Cats secrete the pheromones from glands located in a variety of locations on their bodies. Here’s a guide to the locations and how those explain certain cat behaviors:

  • Forehead and cheeks The scent glands located on the forehead and cheeks are often used to promote calming behaviors that we see as very loving and friendly. Such behaviors may include head-bunting and cheek-rubbing.

  • Paw bottoms When your cat scratches, be it on the arm of a sofa or on a scratching post, it is not only leaving a physical mark, but also an olfactory one.

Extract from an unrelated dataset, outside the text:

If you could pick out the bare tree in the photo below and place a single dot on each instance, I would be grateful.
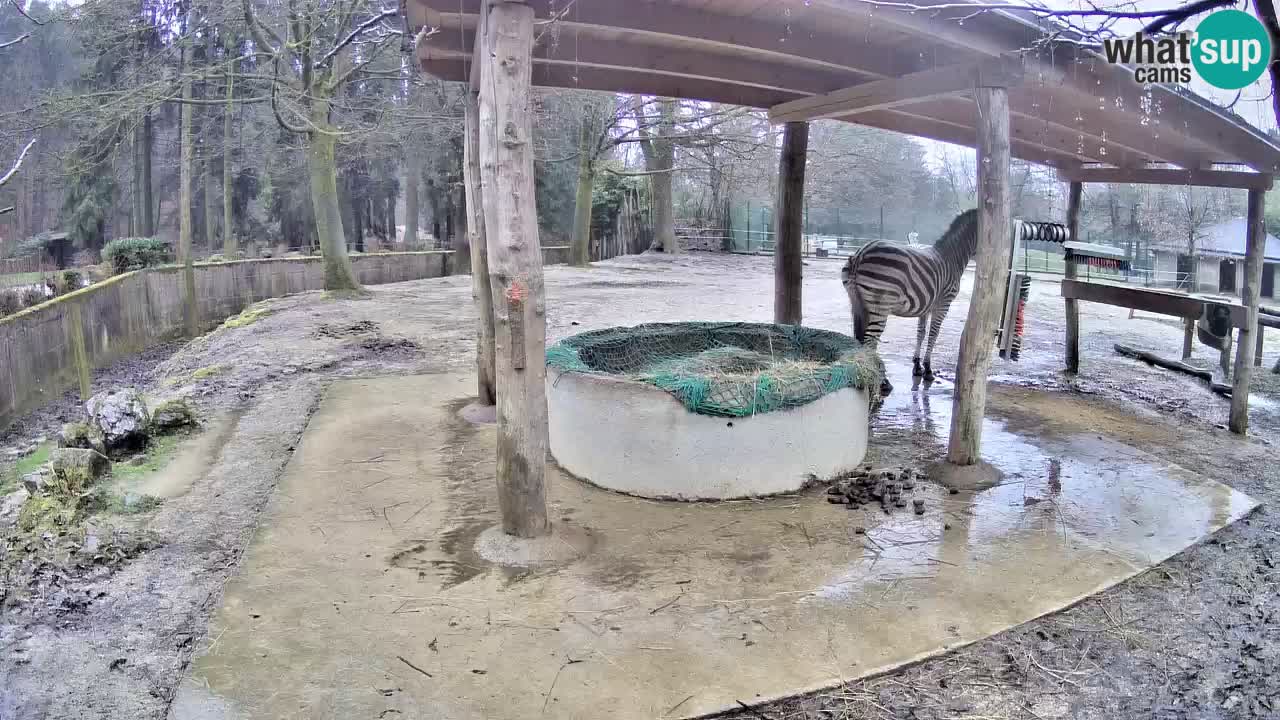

  • In the urine stream Cat urine contains pheromones too. Urine spraying by cats should not be confused with urination. Spraying is done on walls, windows, furniture and other objects. After a cat sniffs the target, it turns around, lifts its tail, and sprays urine at the target.

Why They Do It
Different types of marking behaviors are often prompted by very different motivations on the part of our furry friends. Johnson-Bennett, also author of the book Starting from Scratch (Penguin 2007), has a general rule of thumb: the markings from the front of the cat are most often “friendly” behaviors, while the scent markings coming from the rear are often “unfriendly.” Here is what your cat may be trying to communicate:

  • Marking you -- or another pet -- as “Mine!” When cats head-bunt or rub cheeks on humans, it is often to mark you as their own. They will also mark a fellow cat this way. “If two cats know each other and are friendly, they will engage in scent exchange. It helps the colony to have one familiar scent,” says Johnson-Bennett.

  • Communicate that they live there Scratching is a natural cat impulse and activity. It is one method of communicating that they live there. Scratching in a new location may be prompted by change, including a move or the purchase of new furniture. Cats are comforted when surrounded by their own scent in a room, such as on a couch or on the carpet.

  • Telling others to “Keep out!” Spraying is often used to mark territory or to communicate boundaries. It may often be prompted indoors by a change in environment, such as moving to a new home. Or it may be a reaction to a new member of the household, be it a baby, a new husband or a new pet.

Keep a Positive Spin on Marking

Since marking is a natural cat behavior, remember that you can take steps to keep your pet’s instincts positive.

  • Rub your cat’s cheeks and head. This has a very calming and reassuring effect on your cat.

  • Rub those “friendly” glands on the head and cheeks with a dry wash cloth and spread the scent on new furnishings. This could help to deter scratching behavior.

  • Offer your pet places to scratch, such as stable vertical scratching posts and horizontal posts as well.

  • If your cat has sprayed in certain areas, wash those with an enzyme-based cleaner that removes the odor, says certified cat behavioral consultant Marilyn Krieger. Even if you address the underlying cause that prompted the spraying, your cat may return to spray in an area if it still detects its own scent.